From the Tour de France to the World Cup. And now, from the Giro d’Italia to the greatest classic in the late season. Due to corona, there is cycling nearly every day. Bobbie Traksel, former professional bicycle racer, TV commentator at Eurosport and president of cycling association VVBW, wants to seize the crisis time to better guide and coach cyclists in things like their pensions and their rights. Because, for many cyclists, that is not a luxury. “It is a misunderstanding that all cyclists earn buckets of money.”
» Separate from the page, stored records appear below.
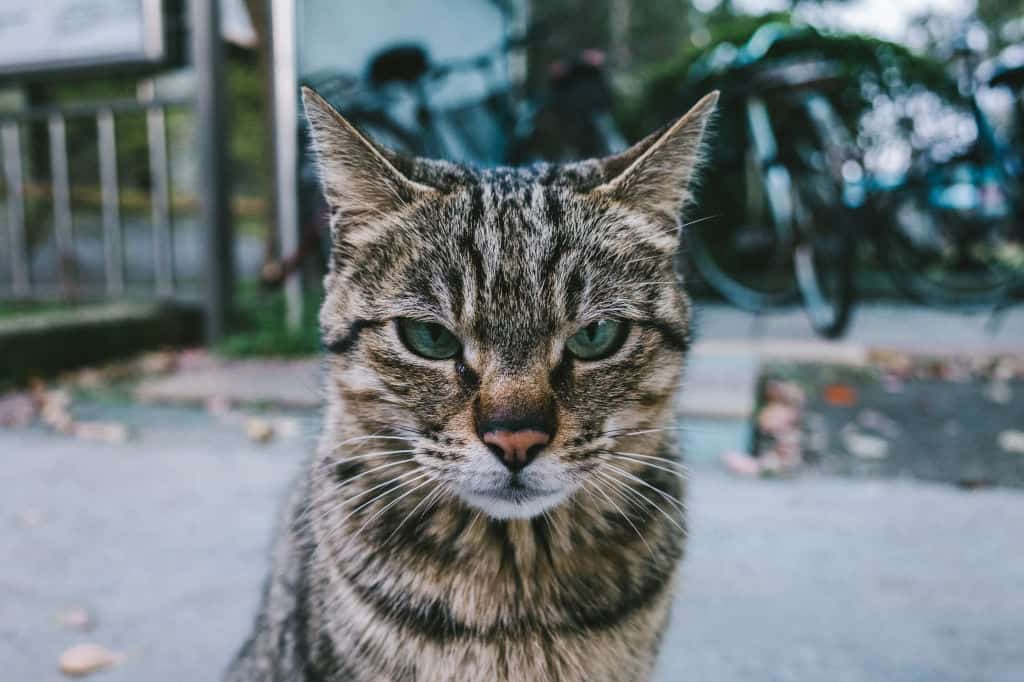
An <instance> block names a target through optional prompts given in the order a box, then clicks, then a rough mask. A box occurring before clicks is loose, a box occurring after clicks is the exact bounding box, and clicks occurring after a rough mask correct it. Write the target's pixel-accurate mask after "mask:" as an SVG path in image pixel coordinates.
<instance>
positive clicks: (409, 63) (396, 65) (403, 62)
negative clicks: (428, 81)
mask: <svg viewBox="0 0 1024 682" xmlns="http://www.w3.org/2000/svg"><path fill="white" fill-rule="evenodd" d="M429 70H430V56H429V54H428V53H427V49H426V48H425V47H424V46H423V45H420V44H419V43H403V44H398V45H392V46H391V47H386V48H384V49H383V50H381V51H380V52H378V53H377V54H375V55H374V56H373V58H371V59H370V67H369V69H368V77H369V79H370V82H371V83H372V84H373V85H375V86H376V85H384V84H385V83H395V82H400V83H415V82H416V81H418V80H420V79H421V78H423V76H424V75H426V73H427V72H428V71H429Z"/></svg>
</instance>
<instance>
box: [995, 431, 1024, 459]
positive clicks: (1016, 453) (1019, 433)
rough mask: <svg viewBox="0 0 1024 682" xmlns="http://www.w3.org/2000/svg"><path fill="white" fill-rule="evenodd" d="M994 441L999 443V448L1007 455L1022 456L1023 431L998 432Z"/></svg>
mask: <svg viewBox="0 0 1024 682" xmlns="http://www.w3.org/2000/svg"><path fill="white" fill-rule="evenodd" d="M995 441H996V442H997V443H999V447H1001V449H1002V450H1004V451H1006V452H1008V453H1014V454H1017V455H1024V431H1017V430H1014V429H1007V430H1006V431H1000V432H999V435H998V436H996V438H995Z"/></svg>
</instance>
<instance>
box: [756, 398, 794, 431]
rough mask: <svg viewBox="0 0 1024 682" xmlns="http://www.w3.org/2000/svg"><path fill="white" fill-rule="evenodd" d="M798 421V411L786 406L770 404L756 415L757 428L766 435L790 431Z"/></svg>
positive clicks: (762, 409)
mask: <svg viewBox="0 0 1024 682" xmlns="http://www.w3.org/2000/svg"><path fill="white" fill-rule="evenodd" d="M799 420H800V411H799V410H797V409H796V408H792V407H790V406H787V404H781V403H778V402H771V403H768V404H766V406H765V407H764V408H762V409H761V412H760V413H759V414H758V428H760V429H761V430H762V431H765V432H767V433H779V432H781V431H784V430H786V429H792V428H794V427H795V426H796V425H797V422H798V421H799Z"/></svg>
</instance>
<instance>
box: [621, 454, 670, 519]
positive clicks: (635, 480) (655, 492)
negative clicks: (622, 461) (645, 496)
mask: <svg viewBox="0 0 1024 682" xmlns="http://www.w3.org/2000/svg"><path fill="white" fill-rule="evenodd" d="M604 466H605V467H606V468H607V469H610V470H611V471H614V472H617V473H620V474H622V475H624V476H626V477H628V478H629V479H631V480H635V481H636V482H638V483H641V484H642V485H645V486H647V487H649V488H650V489H652V491H654V492H655V493H657V494H658V495H659V496H662V497H663V498H665V499H666V500H668V501H669V503H670V504H672V505H673V506H675V507H677V508H678V509H679V511H681V512H682V513H684V514H685V513H686V506H685V505H683V503H681V502H680V501H679V500H677V499H676V498H674V497H672V496H671V495H669V494H668V493H666V492H665V491H663V489H660V488H658V487H655V486H653V485H651V484H650V483H648V482H647V481H645V480H644V479H643V478H640V476H637V475H636V474H633V473H630V472H629V471H627V470H626V469H623V468H622V467H616V466H615V465H614V464H608V463H607V462H605V464H604Z"/></svg>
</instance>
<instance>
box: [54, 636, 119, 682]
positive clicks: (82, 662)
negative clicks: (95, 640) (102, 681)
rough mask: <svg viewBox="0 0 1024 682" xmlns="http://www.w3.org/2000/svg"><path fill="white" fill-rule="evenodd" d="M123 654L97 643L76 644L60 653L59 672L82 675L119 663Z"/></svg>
mask: <svg viewBox="0 0 1024 682" xmlns="http://www.w3.org/2000/svg"><path fill="white" fill-rule="evenodd" d="M123 657H124V656H123V655H122V654H120V653H115V652H114V651H111V650H110V649H108V648H105V647H102V646H100V645H98V644H78V645H76V646H73V647H71V648H70V649H68V650H66V651H65V652H63V653H61V654H60V672H61V673H63V674H65V675H67V676H69V677H84V676H86V675H91V674H92V673H95V672H98V671H101V670H106V669H108V668H111V667H113V666H116V665H118V664H119V663H121V659H122V658H123Z"/></svg>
Bobbie Traksel stands up for his cyclists. There is a small group of top earners of the Tom Dumoulin and Matthieu van der Poel caliber, but 60 percent of professional cyclists makes less than 50,000 Euros a year. Traksel wants to do much more for that group. “We really want to develop something for those people. An economic crisis is looming, the world is changing rapidly, politically and socially, and we also need to put energy into the financial future of our youngest racers. What we would like best is an order from the KNWU to train young cyclists on the continental level -semi-professional – in finances, rights and the political landscape in the world of cycling. We can also teach them independently. Most cyclist discuss these kinds of things with their personal managers. A personal manager doesn’t always give independent advice either. We would like to have a much more of a grip on this.”
The “post-career fund”
After the sometimes forced end of their cycling career, professional cyclists often fall into a hole. “They’re suddenly out of work, with no income and most cyclists have not earned enough to build up a buffer. It is a misunderstanding that all racing cyclists earn buckets of money,” Traksel explains. “There are just a few of those. Most cyclists left their education in order to fully focus on their cycling careers.” Cycling association VVBW came up with the idea of the “post-career fund” for these cyclists. This is used to help cyclists after their cycling careers have ended. By opening three funds, the VVBW is helping seriously injured, unemployed or discontinuing cyclists with financial support and, for example, finding a job. First of all, there is the co-called CFK fund. That is a unique arrangement in which professional cyclists and soccer players are mandated to invest a portion of their gross income into a personal participation fund. They don’t have to pay taxes or social premiums on this investment. As soon as their professional careers end, they receive a bridging pension from a second fund for a few years. And the third one is a solidarity fund that was founded by the international cycling federation UCI and is managed by the international trade union CPA. Cyclists receive an extra 10,000 to 15,000 Euros after their careers have ended. This helps them to survive the first period and allows them to focus on work or education. It also allows them to wait for that great job they had always wanted. This is important and necessary.”
Furious top cyclists
Only, an uprising erupted between 300 top cyclists and the CPA. The trade union is seen by top riders as a puppet of the international cycling union UCI. Former cyclist Stef Clement has this to say about it: “There was no membership meeting in 2019, even though that is required. And there is something else that is noteworthy, and that is that only 25 percent of pensions is being paid. Our group believes that the cyclists play a central role in cycling and that they should therefore be adequately represented. So, we want more transparency.” The international pension pot is being filled with proceeds from the World Tour races. The cyclists are furious and top cyclists, such as Robert Gesink and Chris Froome, along with 300 other cyclists have threatened legal action.